42 CFR Part 2 — Substance Use Disorder Records

Records relating to substance use disorder (SUD) treatment at HHAT Clinic - Mental Health Service are additionally protected by the federal confidentiality regulations under 42 CFR Part 2. These regulations impose stricter privacy protections on SUD treatment records than HIPAA alone.

Under 42 CFR Part 2:

• Your substance use disorder treatment records cannot be disclosed without your prior written consent, except in limited circumstances explicitly permitted by federal regulation.
• Permitted exceptions include genuine medical emergencies, qualified personnel conducting audits or evaluations, communications within our treatment program, and court orders that meet specific regulatory criteria.
• Information disclosed with your consent is accompanied by a written notice prohibiting the recipient from further re-disclosure unless permitted by 42 CFR Part 2.
• Violations of 42 CFR Part 2 are subject to criminal penalties under federal law.

Breach Notification

In the event of a breach of unsecured protected health information, HHAT Clinic - Mental Health Service will notify affected individuals, the U.S. Department of Health and Human Services, and, where required, the media, in accordance with HIPAA breach notification requirements (45 CFR Parts 164.400–414). Notifications will be provided without unreasonable delay and in no case later than 60 days following the discovery of the breach.

Data Security

HHAT Clinic - Mental Health Service implements comprehensive administrative, technical, and physical safeguards designed to protect your personal and health information from unauthorized access, disclosure, alteration, and destruction. Our security measures include:

• Encrypted data transmission using SSL/TLS protocols for all website communications
• Secure server environments with restricted access controls
• Role-based access to electronic health records, limiting information access to authorized personnel only
• Regular security risk assessments and vulnerability testing
• Employee training on HIPAA privacy and security requirements
• Physical safeguards including locked file storage, secure workstations, and controlled facility access
• Business associate agreements with all third-party service providers who handle PHI

While we strive to protect your personal information, no method of electronic transmission or data storage is completely secure. We cannot guarantee absolute security, but we are committed to continuously improving our safeguards in accordance with industry best practices and regulatory requirements.

Children's Privacy

Our website is not intended for children under the age of 13, and we do not knowingly collect personal information from children under 13. If we become aware that we have inadvertently collected information from a child under 13 without verifiable parental consent, we will take immediate steps to delete that information from our systems. If you believe a child under 13 has provided us with personal information, please contact us using the information below so we can take appropriate action.

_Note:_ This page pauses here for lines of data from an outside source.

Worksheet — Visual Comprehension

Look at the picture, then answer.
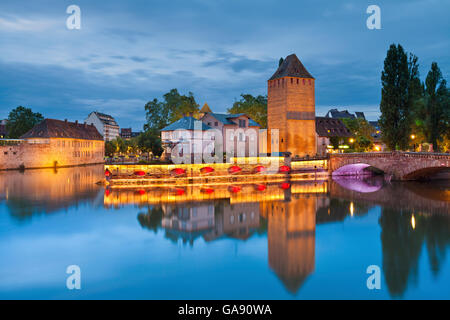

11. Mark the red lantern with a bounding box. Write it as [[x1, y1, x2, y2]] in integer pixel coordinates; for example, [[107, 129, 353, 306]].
[[255, 184, 267, 191], [170, 168, 186, 176], [279, 166, 291, 173], [228, 186, 242, 193], [253, 166, 266, 173], [200, 188, 214, 194], [200, 167, 214, 174], [280, 182, 291, 190], [228, 166, 242, 174]]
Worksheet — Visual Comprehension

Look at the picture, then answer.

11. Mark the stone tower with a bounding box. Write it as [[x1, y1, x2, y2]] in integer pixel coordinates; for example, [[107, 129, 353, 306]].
[[267, 54, 317, 157]]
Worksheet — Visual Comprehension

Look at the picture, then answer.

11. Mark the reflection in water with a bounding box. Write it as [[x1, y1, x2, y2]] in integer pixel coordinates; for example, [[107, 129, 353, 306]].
[[380, 208, 450, 297], [0, 165, 103, 219], [127, 177, 450, 297], [262, 196, 318, 294], [0, 166, 450, 297]]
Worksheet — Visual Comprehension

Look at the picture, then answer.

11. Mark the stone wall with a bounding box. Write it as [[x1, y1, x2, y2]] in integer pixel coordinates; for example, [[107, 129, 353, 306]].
[[267, 77, 317, 157], [329, 152, 450, 180], [0, 138, 104, 170]]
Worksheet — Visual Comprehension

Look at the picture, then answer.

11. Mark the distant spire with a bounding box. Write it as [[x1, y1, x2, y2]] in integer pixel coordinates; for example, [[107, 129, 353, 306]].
[[269, 54, 314, 80]]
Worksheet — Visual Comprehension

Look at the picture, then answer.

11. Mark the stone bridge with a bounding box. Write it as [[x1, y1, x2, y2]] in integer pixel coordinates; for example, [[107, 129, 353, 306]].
[[328, 151, 450, 180]]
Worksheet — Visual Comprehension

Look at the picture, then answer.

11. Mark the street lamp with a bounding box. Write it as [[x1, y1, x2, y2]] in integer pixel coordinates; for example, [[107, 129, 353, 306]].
[[410, 134, 416, 152]]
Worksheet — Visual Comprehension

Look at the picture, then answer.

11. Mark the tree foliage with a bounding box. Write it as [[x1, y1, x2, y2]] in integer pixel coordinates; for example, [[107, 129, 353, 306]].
[[144, 89, 199, 131], [380, 44, 420, 150], [6, 106, 44, 139], [227, 94, 267, 128], [341, 118, 375, 152], [137, 129, 164, 157], [423, 62, 450, 150]]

Changes to This Privacy Policy

We reserve the right to update or modify this Privacy Policy at any time. When we make changes, we will post the revised policy on this page with an updated effective date. We encourage you to review this Privacy Policy periodically to stay informed about how we protect your information. Your continued use of our website and services after changes are posted constitutes your acceptance of the updated Privacy Policy.

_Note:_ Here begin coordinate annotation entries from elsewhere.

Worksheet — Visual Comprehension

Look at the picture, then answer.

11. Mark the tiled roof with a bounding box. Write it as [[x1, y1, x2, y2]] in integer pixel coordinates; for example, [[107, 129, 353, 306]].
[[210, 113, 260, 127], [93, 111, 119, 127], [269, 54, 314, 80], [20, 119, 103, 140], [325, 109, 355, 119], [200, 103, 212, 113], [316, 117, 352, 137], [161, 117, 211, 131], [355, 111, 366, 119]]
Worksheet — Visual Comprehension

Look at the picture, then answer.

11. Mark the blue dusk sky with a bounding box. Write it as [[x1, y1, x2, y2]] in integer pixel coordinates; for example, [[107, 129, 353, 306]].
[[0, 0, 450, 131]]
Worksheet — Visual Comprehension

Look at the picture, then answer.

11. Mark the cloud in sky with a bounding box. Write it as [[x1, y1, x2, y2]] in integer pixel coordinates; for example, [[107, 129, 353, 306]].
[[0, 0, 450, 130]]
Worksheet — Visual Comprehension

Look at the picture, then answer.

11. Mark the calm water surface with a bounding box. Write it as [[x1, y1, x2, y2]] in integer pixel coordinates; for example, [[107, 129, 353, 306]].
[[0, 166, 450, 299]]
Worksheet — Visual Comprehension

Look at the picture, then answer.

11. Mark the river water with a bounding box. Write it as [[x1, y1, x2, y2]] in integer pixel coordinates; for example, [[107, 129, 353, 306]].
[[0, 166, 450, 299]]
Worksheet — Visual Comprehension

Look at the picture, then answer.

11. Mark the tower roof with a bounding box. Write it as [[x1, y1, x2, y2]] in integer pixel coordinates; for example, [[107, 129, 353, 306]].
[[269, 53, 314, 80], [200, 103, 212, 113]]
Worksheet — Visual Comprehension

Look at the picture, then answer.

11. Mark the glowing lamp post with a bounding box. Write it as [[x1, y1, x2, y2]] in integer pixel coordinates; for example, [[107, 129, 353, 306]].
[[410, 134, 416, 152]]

Contact for Privacy Concerns

If you have questions about this Privacy Policy, wish to exercise your privacy rights, need to request access to or amendment of your health records, or wish to file a complaint regarding the handling of your personal or health information, please contact our Privacy Officer:

• Privacy Officer: HHAT Clinic - Mental Health Service
• Phone: (971) 509-8585
• Email: [email protected]
• Address: 3403 W 7th Ave, Eugene, OR 97402

You may also file a complaint with the U.S. Department of Health and Human Services Office for Civil Rights if you believe your HIPAA privacy rights have been violated. You can file a complaint online at hhs.gov/ocr/complaints or by calling 1-800-368-1019. Filing a complaint will not affect the quality of care you receive at our facility.